Exercise on Illustration in Scientific Writing


This exercise requires that you design an illustration for each situation given below. Assume that you have an artist. For that reason, your main goal is just to sketch or describe the kind of illustration that you want your artist to create.


  1. Imagine that it is 1964 and that you are working for the Warren Commission and helping prepare the report on the assassination of President John Kennedy. One section involves presenting a scenario in which Lee Harvey Oswald shot the President from the sixth floor of the Texas Schoolbook Depository. Describe for an artist an appropriate illustration for the following set of details that you assume to be true:

    Shots were fired at 12:30 p.m. Witnesses claimed that shots came from a window (southeast corner) of the Depository's sixth floor. A rifle was found on the sixth floor near the stairs, which are located at the northwest corner of building. All floors in the building have a floor area of 96 feet by 96 feet. The sixth floor has supporting pillars, but no inner walls. Motorcycle officer Marrion Baker, coming up the northwest corner stairs, saw Oswald in the second floor vestibule at 12:31:30. Oswald was walking down a corridor toward a Coke machine. After Supervisor Roy Truly vouched for Oswald, Truly and Baker proceeded up the stairs. At 12:32, Mrs. Robert Reid saw Oswald in the second floor office space. He was walking toward the front stairway, which connects the first and second floors only. The front stairway leads to the building's main entrance on Elm Street. At 12:33, Oswald was stopped by Robert MacNeil (of NBC) and asked for directions to a phone. This meeting occurred on Elm Street almost directly below the window where the shots were allegedly fired.

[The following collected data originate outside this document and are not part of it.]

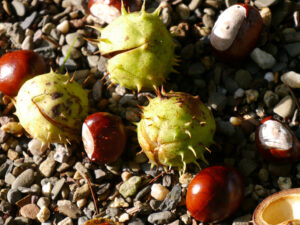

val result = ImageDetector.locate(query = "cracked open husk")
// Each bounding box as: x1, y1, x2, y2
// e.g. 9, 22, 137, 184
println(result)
94, 3, 176, 91
137, 90, 216, 172
15, 71, 88, 144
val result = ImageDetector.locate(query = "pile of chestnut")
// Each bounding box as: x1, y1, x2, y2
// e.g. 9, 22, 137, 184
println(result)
1, 1, 299, 224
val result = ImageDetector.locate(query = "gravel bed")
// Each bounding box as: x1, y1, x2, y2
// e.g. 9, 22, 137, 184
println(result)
1, 0, 300, 224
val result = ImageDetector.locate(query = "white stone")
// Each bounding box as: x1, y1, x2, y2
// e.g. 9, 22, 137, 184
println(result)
36, 206, 50, 223
273, 95, 295, 118
28, 138, 48, 156
76, 199, 87, 209
281, 71, 300, 88
264, 72, 274, 82
42, 182, 52, 197
250, 48, 276, 69
57, 217, 73, 225
119, 213, 130, 222
57, 20, 70, 34
234, 88, 245, 99
151, 183, 170, 201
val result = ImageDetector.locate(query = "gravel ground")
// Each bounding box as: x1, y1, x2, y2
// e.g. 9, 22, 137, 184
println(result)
1, 0, 300, 224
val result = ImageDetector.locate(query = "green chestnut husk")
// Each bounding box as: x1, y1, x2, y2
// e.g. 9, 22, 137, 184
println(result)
94, 3, 177, 91
15, 71, 88, 144
137, 90, 216, 171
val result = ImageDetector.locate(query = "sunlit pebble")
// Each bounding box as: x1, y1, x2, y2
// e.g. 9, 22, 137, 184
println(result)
151, 183, 170, 201
264, 72, 274, 82
121, 171, 132, 182
230, 117, 242, 126
42, 182, 52, 197
76, 198, 87, 209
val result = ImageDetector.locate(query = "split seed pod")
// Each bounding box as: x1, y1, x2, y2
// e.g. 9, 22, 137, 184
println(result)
137, 90, 216, 171
93, 3, 176, 91
15, 71, 88, 144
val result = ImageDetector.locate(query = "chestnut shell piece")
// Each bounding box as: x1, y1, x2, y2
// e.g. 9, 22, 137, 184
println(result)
0, 50, 47, 96
255, 117, 300, 163
83, 217, 118, 225
186, 165, 244, 223
210, 4, 263, 62
253, 188, 300, 225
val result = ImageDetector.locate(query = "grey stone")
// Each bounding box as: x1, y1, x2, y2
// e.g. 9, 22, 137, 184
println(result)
0, 129, 9, 144
263, 90, 279, 108
128, 218, 145, 225
188, 62, 205, 76
5, 173, 16, 185
39, 151, 57, 177
12, 217, 31, 225
273, 95, 295, 118
148, 211, 175, 224
238, 158, 258, 176
37, 197, 50, 208
7, 188, 22, 204
20, 12, 37, 30
119, 176, 142, 198
135, 185, 151, 201
62, 45, 81, 59
42, 23, 55, 35
106, 207, 121, 217
73, 184, 90, 201
250, 48, 276, 69
254, 0, 278, 8
78, 217, 88, 225
161, 7, 172, 27
87, 55, 100, 68
281, 71, 300, 88
275, 84, 290, 97
65, 33, 85, 48
235, 70, 253, 89
11, 169, 35, 189
277, 177, 292, 190
0, 162, 9, 178
98, 56, 108, 73
208, 92, 227, 112
216, 118, 235, 136
283, 31, 300, 43
57, 200, 81, 219
284, 42, 300, 57
159, 184, 182, 211
58, 57, 78, 71
21, 36, 33, 50
188, 0, 202, 10
233, 214, 252, 225
51, 178, 65, 200
11, 0, 26, 17
202, 14, 214, 28
225, 0, 238, 7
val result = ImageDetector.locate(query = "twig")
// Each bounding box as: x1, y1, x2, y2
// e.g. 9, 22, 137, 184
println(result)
83, 173, 99, 216
286, 84, 300, 111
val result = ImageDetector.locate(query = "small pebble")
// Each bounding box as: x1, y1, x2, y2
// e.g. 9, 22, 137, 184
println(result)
20, 203, 40, 219
57, 20, 70, 34
277, 177, 292, 190
250, 48, 276, 70
151, 183, 170, 201
36, 206, 50, 223
264, 72, 274, 82
281, 71, 300, 88
273, 95, 295, 118
57, 217, 73, 225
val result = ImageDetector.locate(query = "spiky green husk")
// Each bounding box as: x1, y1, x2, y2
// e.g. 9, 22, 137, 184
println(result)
15, 71, 88, 144
137, 91, 216, 171
96, 5, 176, 91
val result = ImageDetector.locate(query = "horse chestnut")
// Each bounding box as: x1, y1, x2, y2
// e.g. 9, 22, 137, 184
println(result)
186, 165, 244, 223
82, 112, 126, 164
210, 4, 263, 62
88, 0, 141, 24
0, 50, 47, 96
255, 117, 300, 163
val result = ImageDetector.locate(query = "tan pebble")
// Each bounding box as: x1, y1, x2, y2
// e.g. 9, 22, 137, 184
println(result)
57, 20, 70, 34
260, 7, 272, 27
20, 203, 40, 219
36, 206, 50, 222
121, 171, 132, 182
7, 149, 19, 161
179, 173, 193, 185
119, 213, 130, 222
76, 198, 87, 209
73, 171, 83, 180
57, 217, 73, 225
229, 117, 243, 126
151, 183, 170, 201
1, 122, 23, 136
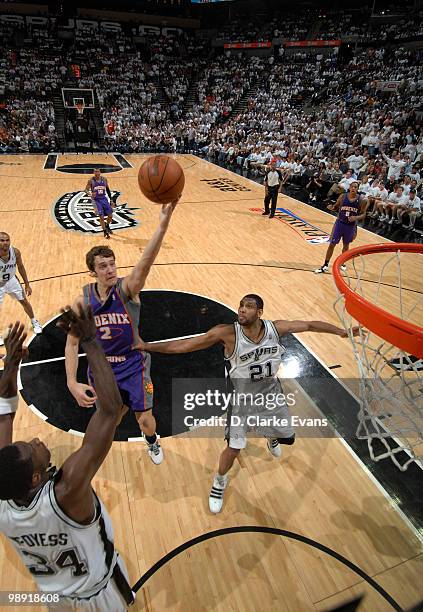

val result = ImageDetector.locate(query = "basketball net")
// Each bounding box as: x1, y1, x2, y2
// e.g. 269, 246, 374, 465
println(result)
76, 103, 84, 116
333, 243, 423, 471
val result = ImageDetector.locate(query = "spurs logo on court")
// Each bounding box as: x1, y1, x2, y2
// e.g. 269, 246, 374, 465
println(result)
53, 191, 139, 234
201, 178, 251, 192
250, 208, 330, 244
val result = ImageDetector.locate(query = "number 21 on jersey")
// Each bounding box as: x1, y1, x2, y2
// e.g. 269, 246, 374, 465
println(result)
249, 362, 272, 380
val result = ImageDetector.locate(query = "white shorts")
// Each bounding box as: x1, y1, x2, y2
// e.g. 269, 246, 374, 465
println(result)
0, 395, 18, 416
226, 404, 294, 450
47, 558, 134, 611
0, 277, 24, 305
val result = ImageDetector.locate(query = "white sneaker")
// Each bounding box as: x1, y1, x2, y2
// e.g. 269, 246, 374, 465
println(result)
267, 438, 281, 458
0, 336, 3, 346
314, 264, 328, 274
340, 264, 347, 272
209, 474, 228, 514
146, 435, 164, 465
31, 319, 42, 334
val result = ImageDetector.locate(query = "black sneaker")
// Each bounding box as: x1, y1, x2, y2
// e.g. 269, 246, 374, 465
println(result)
103, 230, 110, 239
262, 211, 269, 216
106, 223, 113, 235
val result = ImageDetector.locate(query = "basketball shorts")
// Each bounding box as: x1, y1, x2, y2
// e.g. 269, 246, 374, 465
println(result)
94, 198, 113, 217
89, 352, 154, 413
225, 402, 294, 450
46, 557, 135, 611
330, 219, 356, 245
0, 276, 24, 304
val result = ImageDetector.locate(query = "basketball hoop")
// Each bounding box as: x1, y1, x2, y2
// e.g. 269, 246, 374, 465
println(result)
333, 243, 423, 471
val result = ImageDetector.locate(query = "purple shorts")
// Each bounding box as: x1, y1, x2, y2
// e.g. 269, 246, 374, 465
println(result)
88, 351, 154, 412
94, 198, 113, 217
330, 219, 356, 245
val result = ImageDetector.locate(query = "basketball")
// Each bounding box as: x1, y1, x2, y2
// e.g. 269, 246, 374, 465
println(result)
138, 155, 185, 204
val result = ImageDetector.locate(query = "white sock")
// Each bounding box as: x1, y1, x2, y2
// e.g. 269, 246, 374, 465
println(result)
216, 473, 226, 486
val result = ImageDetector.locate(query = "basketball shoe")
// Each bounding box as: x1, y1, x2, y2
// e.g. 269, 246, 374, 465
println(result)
209, 474, 228, 513
314, 264, 328, 274
267, 438, 281, 458
31, 319, 42, 334
146, 435, 164, 465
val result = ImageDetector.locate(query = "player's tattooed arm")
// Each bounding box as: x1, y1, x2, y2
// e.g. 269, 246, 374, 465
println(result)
15, 248, 32, 296
273, 319, 360, 338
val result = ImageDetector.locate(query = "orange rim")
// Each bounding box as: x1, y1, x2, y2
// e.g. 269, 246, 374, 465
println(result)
333, 243, 423, 358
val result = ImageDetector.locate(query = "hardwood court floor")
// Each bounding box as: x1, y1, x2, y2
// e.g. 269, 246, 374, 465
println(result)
0, 154, 422, 611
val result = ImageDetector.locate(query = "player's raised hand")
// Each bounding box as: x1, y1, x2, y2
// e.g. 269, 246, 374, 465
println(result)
159, 196, 180, 226
3, 322, 28, 366
57, 304, 96, 343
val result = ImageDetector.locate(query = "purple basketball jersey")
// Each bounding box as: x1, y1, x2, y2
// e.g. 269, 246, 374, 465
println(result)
338, 193, 360, 223
85, 279, 142, 377
91, 177, 107, 201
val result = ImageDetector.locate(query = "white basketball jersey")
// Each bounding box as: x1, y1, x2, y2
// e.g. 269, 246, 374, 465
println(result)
0, 472, 118, 599
226, 320, 285, 388
0, 247, 17, 287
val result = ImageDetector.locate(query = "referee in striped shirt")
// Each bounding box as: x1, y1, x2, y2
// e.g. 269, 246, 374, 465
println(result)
263, 161, 283, 218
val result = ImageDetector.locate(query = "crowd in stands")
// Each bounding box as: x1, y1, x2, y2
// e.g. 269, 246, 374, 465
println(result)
0, 5, 422, 235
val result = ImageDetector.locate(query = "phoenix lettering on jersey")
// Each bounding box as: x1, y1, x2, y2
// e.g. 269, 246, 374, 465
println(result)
340, 205, 358, 213
240, 346, 279, 362
94, 313, 130, 326
10, 533, 69, 547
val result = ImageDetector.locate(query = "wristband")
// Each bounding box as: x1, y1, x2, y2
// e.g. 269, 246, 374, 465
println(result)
0, 395, 18, 415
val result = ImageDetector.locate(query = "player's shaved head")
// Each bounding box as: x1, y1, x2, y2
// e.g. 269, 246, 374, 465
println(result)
242, 294, 264, 310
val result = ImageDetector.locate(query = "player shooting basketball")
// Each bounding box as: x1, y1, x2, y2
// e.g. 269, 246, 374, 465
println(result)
86, 169, 115, 239
65, 198, 180, 466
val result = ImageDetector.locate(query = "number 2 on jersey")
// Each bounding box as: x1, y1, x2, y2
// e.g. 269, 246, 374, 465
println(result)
99, 326, 112, 340
249, 361, 272, 380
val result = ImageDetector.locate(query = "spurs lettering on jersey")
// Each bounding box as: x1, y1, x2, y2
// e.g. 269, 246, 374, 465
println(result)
0, 246, 17, 287
240, 346, 279, 363
227, 320, 285, 383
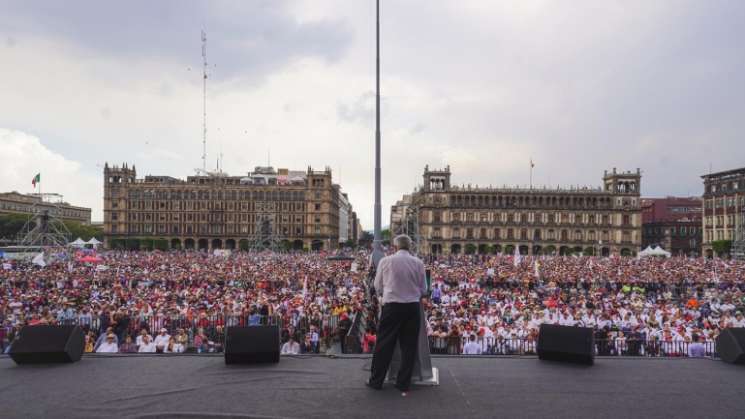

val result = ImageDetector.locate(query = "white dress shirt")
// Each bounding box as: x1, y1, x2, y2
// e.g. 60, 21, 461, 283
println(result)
463, 341, 482, 355
97, 342, 119, 353
139, 341, 157, 353
154, 334, 171, 348
374, 250, 427, 304
281, 341, 300, 354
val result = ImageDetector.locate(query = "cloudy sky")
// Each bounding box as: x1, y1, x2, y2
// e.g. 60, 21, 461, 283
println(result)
1, 1, 744, 226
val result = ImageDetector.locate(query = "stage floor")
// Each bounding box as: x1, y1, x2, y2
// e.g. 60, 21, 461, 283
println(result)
1, 354, 744, 419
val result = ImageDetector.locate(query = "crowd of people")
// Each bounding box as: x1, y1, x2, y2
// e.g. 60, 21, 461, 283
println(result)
425, 255, 745, 356
2, 248, 744, 358
1, 250, 368, 354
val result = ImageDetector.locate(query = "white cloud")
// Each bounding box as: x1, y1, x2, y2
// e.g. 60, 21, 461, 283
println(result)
1, 1, 744, 228
0, 129, 100, 221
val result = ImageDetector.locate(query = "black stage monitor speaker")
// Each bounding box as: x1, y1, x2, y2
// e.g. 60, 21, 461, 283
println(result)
717, 328, 745, 364
9, 325, 84, 365
224, 326, 280, 364
537, 324, 595, 365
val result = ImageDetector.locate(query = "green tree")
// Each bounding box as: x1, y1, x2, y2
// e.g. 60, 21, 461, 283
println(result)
711, 240, 732, 257
125, 238, 141, 250
63, 221, 103, 241
465, 243, 477, 254
153, 239, 169, 251
0, 214, 31, 240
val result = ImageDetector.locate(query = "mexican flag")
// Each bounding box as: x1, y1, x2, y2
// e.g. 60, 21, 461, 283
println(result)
32, 173, 40, 187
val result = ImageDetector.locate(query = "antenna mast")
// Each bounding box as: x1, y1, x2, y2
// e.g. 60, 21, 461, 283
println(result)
201, 30, 208, 172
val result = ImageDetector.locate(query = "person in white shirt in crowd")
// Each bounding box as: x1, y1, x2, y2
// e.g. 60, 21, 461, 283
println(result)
281, 335, 301, 355
165, 336, 185, 353
462, 334, 482, 355
138, 334, 157, 353
687, 333, 706, 358
96, 333, 119, 353
153, 328, 171, 353
135, 329, 151, 348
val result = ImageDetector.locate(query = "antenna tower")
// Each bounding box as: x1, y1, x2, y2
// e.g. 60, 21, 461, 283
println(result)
201, 30, 208, 173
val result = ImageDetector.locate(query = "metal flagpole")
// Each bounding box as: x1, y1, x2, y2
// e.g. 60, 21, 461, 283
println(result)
371, 0, 384, 270
530, 158, 534, 189
376, 0, 437, 386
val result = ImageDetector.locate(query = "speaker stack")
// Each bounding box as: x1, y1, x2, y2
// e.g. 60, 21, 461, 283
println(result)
224, 325, 280, 364
9, 325, 85, 365
717, 328, 745, 364
537, 324, 595, 365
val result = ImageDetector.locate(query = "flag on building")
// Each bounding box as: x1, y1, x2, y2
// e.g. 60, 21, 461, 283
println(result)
32, 173, 40, 187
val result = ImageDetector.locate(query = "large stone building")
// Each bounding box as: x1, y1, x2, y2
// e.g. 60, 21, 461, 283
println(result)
0, 191, 91, 224
394, 166, 642, 257
701, 167, 745, 258
641, 197, 702, 256
103, 163, 346, 251
338, 190, 352, 244
390, 194, 414, 237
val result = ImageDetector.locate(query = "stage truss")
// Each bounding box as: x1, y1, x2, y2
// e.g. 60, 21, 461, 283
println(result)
16, 193, 72, 247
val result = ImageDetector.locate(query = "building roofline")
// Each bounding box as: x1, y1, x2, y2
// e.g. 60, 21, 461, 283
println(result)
701, 167, 745, 179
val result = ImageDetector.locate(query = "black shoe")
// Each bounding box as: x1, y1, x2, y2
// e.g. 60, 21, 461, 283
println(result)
365, 379, 383, 390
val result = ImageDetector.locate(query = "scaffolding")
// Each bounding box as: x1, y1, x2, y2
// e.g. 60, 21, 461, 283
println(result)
246, 202, 286, 251
16, 193, 72, 247
393, 205, 422, 255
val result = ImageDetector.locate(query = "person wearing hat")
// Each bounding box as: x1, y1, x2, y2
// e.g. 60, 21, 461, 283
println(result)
154, 328, 171, 353
97, 333, 119, 353
138, 334, 157, 353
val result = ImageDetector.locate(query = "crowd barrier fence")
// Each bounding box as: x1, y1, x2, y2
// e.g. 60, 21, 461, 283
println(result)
427, 336, 718, 357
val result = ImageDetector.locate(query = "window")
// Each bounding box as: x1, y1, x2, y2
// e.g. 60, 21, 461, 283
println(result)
314, 203, 321, 211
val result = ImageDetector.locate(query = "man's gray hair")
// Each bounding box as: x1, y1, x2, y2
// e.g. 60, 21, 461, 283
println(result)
393, 234, 412, 250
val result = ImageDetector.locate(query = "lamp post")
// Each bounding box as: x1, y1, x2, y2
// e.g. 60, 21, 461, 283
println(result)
371, 0, 384, 269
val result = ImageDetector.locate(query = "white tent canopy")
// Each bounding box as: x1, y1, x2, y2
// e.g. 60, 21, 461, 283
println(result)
639, 245, 671, 258
651, 245, 671, 257
87, 237, 102, 246
70, 238, 87, 247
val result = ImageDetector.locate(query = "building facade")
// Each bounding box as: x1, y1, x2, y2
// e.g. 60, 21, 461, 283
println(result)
390, 194, 413, 237
0, 191, 91, 224
350, 211, 362, 244
103, 163, 343, 251
641, 197, 702, 256
338, 190, 351, 244
701, 167, 745, 257
399, 166, 642, 257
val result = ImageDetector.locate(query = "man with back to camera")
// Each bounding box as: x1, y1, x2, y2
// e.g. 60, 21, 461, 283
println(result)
366, 235, 427, 393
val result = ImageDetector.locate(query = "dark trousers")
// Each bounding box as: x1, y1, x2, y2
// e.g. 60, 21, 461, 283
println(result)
369, 302, 421, 390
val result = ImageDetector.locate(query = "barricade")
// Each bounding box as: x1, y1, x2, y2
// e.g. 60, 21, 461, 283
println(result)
428, 336, 717, 358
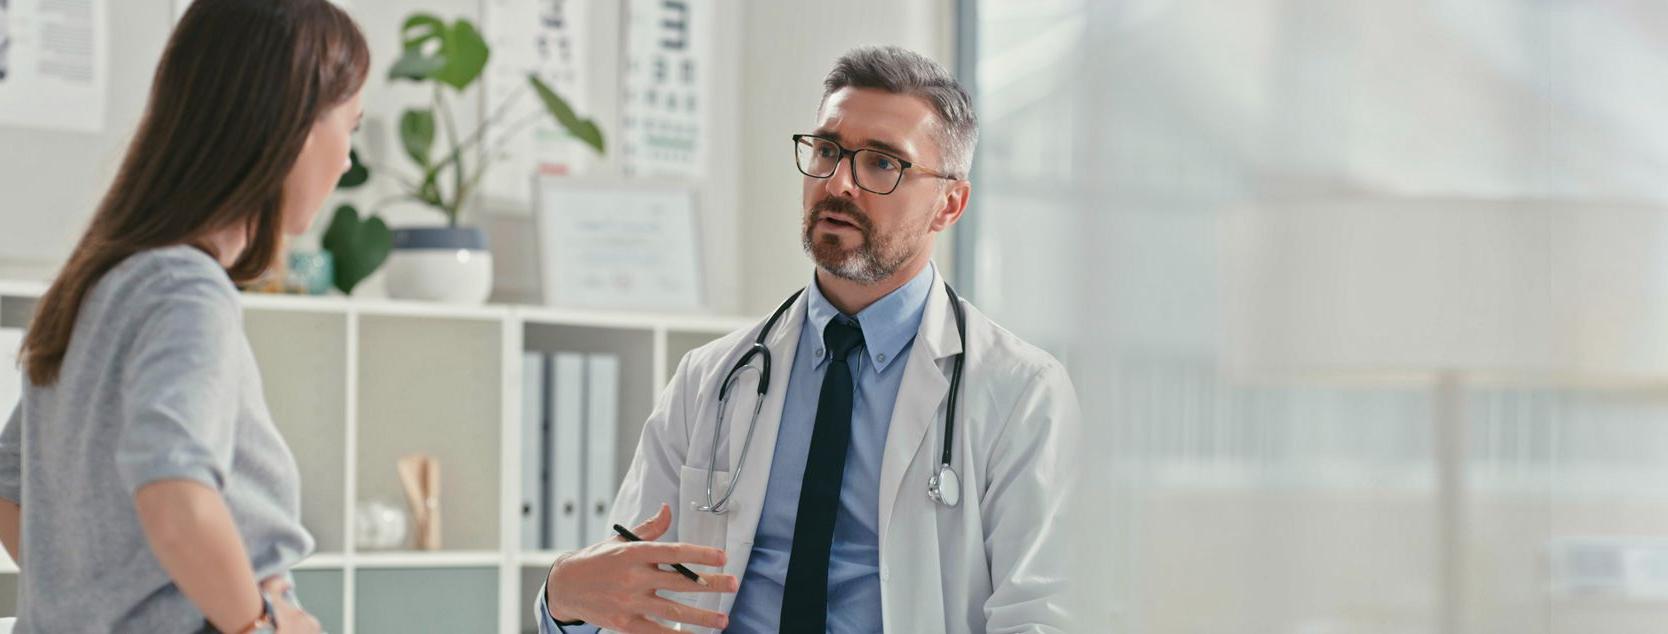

  2. Imagine that it is 1985 and that the wreckage of the R.M.S. Titanic has just been located on the ocean floor. Surprisingly, the ship is in two pieces, separated by a distance of 0.4 miles. Create an illustration that shows what happened to the Titanic based on the following events that you assume to be true [Gannon, Popular Science, February 1995]:

    At 11:40 p.m. on the night of April 12, 1912, the Titanic on its maiden voyage sideswiped an iceberg. The collision caused a huge gash in the ship's hull. By midnight, the first six compartments of the hull had filled to the point at which water was sloshing over from one compartment to the next. At 1:20, the bow dipped to the point that water flooded through the anchor chain holes. By 2:00, the bow had submerged so much that the three mammoth propellers in the stern lifted free from the water. One of the stacks toppled. At 2:10, the Titanic was tilted at least 45 degrees. The bending moment on the ship was immense, for a huge portion of the ship hung unsupported. Suddenly, at a point at or just beneath the surface, the topside pulled apart, while the hull girder near the ship's center failed. The keel bent, and the bottom plating buckled. Within minutes, the stern angled high above the water. At 2:18, the bow, dangling beneath fills with water, grew heavier and ripped loose. Free from that weight, the stern rose sharply, held almost a vertical position, and then faded downward again. At 2:20, the stern gently slid beneath the surface. Meanwhile the bow had been coasting down at a maximum speed of about 13 mph. At 2:29, it struck the bottom, 12,612 feet beneath the ocean surface. At 2:56, the stern, having fallen nearly vertically at about 4 mph, crashed (nearly 36 minutes after submerging) 0.4 miles from the bow.